Databases are generally protected by copyright law as compilations. Under the Copyright Act, a compilation is defined as a "collection and assembling of preexisting materials or of data that are selected in such a way that the resulting work as a whole constitutes an original work of authorship." 17. U.S.C. § 101. The preexisting materials or data may be protected by copyright, or may be unprotectable facts or ideas (see the BitLaw discussion on unprotected ideas for more information).
(I did not use AI, but this appeared at the top of my search and I think the search engine used AI to generate it):
In the European Union, databases are protected under the Database Directive, which provides legal protection based on the originality of the selection or arrangement of their contents...Some countries offer additional protections for databases that do not meet the originality requirement, often through sui generis rights.
That means the organization and selection of data is copyrightable, and only if they are creative. If you write your own tags for the codes, and makes a compilation of them all, none of that will cover your database.

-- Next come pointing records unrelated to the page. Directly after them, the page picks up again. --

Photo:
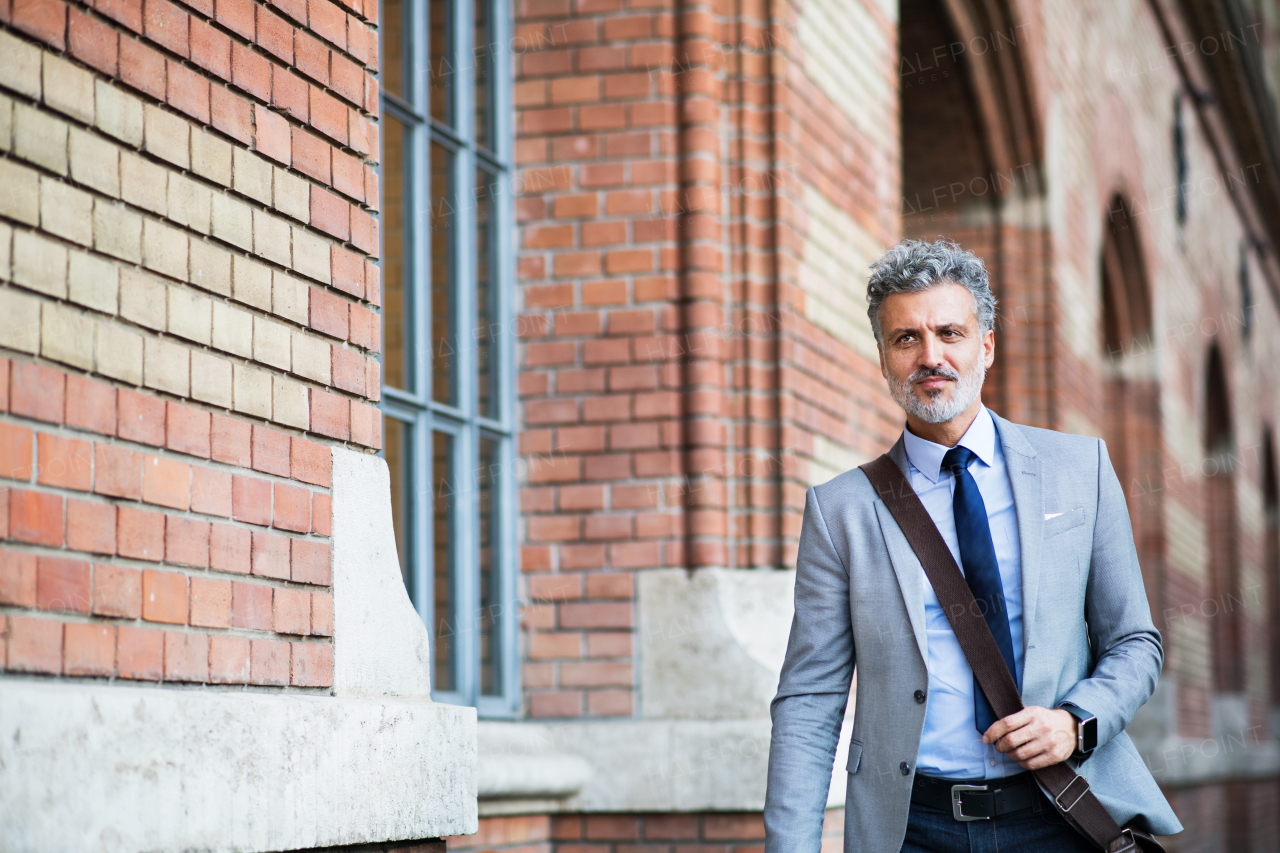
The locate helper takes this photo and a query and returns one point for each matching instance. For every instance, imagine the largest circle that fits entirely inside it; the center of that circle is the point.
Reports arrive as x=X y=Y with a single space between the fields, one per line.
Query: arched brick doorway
x=1130 y=398
x=972 y=170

Also, I think the bitlaw interpretation is incorrect. “Sweat of the brow” doesn’t magically produce copyright protection, and they don’t mention that.
Taking their example, if you had a collections from quotes from presidents, and I got a bunch of similar collections, then made my own ultimate definitive collection based partially on your list, then there’s very little chance I’d be liable for violating your copyright. If I copied the list and typesetting verbatim, you’d have a better case.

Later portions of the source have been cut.